A frequent mistake is requesting more unique values than exist in the range. For example, you cannot sample 50 unique whole numbers from 1 to 20 without replacement because only 20 distinct integers exist. Another common mistake is assuming decimal samples are “better” because they look more sophisticated. In reality, the correct choice depends entirely on your use case. If you are selecting row numbers in a spreadsheet, decimals are inappropriate. If you are simulating a continuous variable, decimals may be ideal.

Another issue is treating a random number generator as a substitute for proper study design. A simple random sample helps only after the eligible population has been defined correctly. If your range excludes valid cases, duplicates records, or contains outdated units, the final sample may still be flawed even if the draw itself is perfectly random.

Authoritative resources for deeper study

If you want to learn more about probability sampling, confidence intervals, and official statistical practice, these resources are excellent starting points:

Final takeaway

A simple random sample calculator between two numbers is a compact but powerful tool. It is useful for selecting integers, drawing bounded decimal values, teaching statistical principles, and building transparent workflows for audits, testing, and research.
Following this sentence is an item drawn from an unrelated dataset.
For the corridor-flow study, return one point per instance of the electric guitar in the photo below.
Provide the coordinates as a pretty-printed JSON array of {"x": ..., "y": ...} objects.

The most important decisions are your lower and upper bounds, your sample size, and whether duplicates are allowed. Once those rules are clear, a well-built calculator can generate fair results quickly and display the sample in a way that is easy to verify.

Use this calculator whenever you need a reliable random draw from a clearly defined numerical interval. If your project goes beyond simple number generation and into inferential statistics, pair the random draw with good sampling design, careful documentation, and proper interpretation. That combination, not randomness alone, is what produces trustworthy results.